Straßenkunst ist politisch

Zöpfe verbinden nicht nur Haare, sondern stehen symbolisch für Gemeinschaft, für den kollektiven Widerstand der Schwarzen. „Außerdem wurden darin Samen oder sogar kleine Goldklumpen versteckt und so von den weißen Kolonialherren geklaut“, beschreibt Teca und deutet sie daher als Symbol für Freiheit. Auch sie trägt die Haare oft geflochten – wenn sie ihre schwarzen Locken nicht gerade als offenen Afro trägt.

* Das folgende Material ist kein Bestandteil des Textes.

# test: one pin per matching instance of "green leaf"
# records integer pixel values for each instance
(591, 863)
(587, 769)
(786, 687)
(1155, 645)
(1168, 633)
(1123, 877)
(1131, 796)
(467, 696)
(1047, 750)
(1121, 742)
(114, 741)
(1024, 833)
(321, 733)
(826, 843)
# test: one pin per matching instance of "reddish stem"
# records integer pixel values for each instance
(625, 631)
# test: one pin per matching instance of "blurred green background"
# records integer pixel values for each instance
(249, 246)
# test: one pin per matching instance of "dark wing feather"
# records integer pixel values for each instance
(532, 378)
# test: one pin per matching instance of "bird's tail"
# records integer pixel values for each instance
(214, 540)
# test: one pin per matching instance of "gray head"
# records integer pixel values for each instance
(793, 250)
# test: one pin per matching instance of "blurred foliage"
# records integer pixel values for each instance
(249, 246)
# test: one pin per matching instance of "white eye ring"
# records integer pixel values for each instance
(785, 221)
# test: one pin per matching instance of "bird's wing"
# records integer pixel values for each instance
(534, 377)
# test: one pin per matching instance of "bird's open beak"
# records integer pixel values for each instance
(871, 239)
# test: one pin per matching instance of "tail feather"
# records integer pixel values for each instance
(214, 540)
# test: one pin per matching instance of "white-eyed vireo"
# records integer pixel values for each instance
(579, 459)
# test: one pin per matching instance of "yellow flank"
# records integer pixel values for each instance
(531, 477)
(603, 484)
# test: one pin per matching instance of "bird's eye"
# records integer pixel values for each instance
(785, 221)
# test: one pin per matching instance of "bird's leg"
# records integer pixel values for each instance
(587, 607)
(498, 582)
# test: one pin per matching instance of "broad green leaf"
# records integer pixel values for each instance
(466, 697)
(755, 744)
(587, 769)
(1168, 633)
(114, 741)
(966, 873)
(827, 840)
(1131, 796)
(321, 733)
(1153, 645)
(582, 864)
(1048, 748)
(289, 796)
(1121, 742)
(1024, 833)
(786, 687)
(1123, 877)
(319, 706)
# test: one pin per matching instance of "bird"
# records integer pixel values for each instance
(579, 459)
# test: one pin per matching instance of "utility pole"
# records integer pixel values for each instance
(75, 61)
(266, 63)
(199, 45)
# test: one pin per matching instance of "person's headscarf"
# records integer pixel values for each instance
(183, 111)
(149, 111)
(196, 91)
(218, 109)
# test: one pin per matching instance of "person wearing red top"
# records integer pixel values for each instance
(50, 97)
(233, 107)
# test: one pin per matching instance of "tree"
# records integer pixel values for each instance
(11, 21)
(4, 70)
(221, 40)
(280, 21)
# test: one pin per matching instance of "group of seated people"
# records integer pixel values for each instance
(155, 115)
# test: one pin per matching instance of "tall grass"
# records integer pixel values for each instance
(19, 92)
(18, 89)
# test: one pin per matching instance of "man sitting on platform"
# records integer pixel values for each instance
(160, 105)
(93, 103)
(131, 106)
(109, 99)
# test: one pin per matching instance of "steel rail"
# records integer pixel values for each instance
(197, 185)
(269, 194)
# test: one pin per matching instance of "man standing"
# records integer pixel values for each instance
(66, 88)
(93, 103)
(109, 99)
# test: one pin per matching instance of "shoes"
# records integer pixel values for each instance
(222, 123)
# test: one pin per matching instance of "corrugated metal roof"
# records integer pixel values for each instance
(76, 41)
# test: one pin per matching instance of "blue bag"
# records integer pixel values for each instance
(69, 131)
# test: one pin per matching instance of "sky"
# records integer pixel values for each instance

Teca ist Teil des Künstlerinnenkollektivs MalaJuntaKlan, einer Gruppe von Mädchen und Frauen aus der Graffiti-Szene. Vor drei Jahren hat eine Freundin Teca das erste Mal eingeladen, draußen auf der Straße zu malen. Sie hat sich nicht getraut. Nachdem sie von Freunden motiviert und überzeugt wurde ist, hat sie schließlich ihre Angst überwunden. „Ich kannte keine Frauen, die das machen“, erklärt sie im Rückblick: „Dann war ich total begeistert und konnte nicht mehr aufhören.“ Straßenkunst ist an sich schon politisch, finden die Frauen vom MalaJuntaKlan: „Wir hinterlassen Botschaften in der Stadt.“ Dabei muss diese Botschaft aber nicht unbedingt eindeutig und „mit dem Holzhammer“ sein. Sie haben sich zusammengetan und ein Kollektiv gegründet. Die Materialien für ihre Kunst finanzieren sie privat, etwa durch Sachspenden. Murals haben in Kolumbien Tradition und werden nicht verfolgt. „Wir sind nur Frauen. Aber das bedeutet nicht, dass wir nur Frauenthemen malen.“ Sie wollen als Künstlerinnen anerkannt werden – gleichberechtigt mit ihren männlichen Freunden. Als würde es sie immer noch ein bisschen selbst überraschen, sagt Teca heute: „Wir Frauen können das auch.“

„Feminismus hatte für mich immer den Beigeschmack von weißen Frauen aus Europa,“ erzählt sie über ihre politische Auseinandersetzung mit der Kunst. Deswegen konnte sie sich mit dem Begriff nicht identifizieren. Wenn sie die politische Botschaft ihrer Bilder zusammenfasst, klingt das allerdings ein wenig feministisch: „Es geht mir darum, als Frau zu kämpfen, aber dabei die Unterschiedlichkeiten aller Frauen einzuschließen. Damit das kleine Mädchen und die alte Greisin friedlich leben können. Egal, ob du dich schminkst oder nicht, ob du dich rausputzt oder nicht, das bedeutet nicht, dass wir nicht alle dieselben Unsicherheiten haben.“ Den Namen – MalaJuntaKlan (spanisch: „mala“ = schlecht, „junta“ = Versammlung) – versteht das Kollektiv in Anlehnung an die typischen Namen in der Graffiti- und Streetart-Szene. „Nur weil wir Mädchen und Frauen sind, ist nicht alles hübsch, was wir machen“, sind sich die heute 15 Mitglieder der Gruppe einig.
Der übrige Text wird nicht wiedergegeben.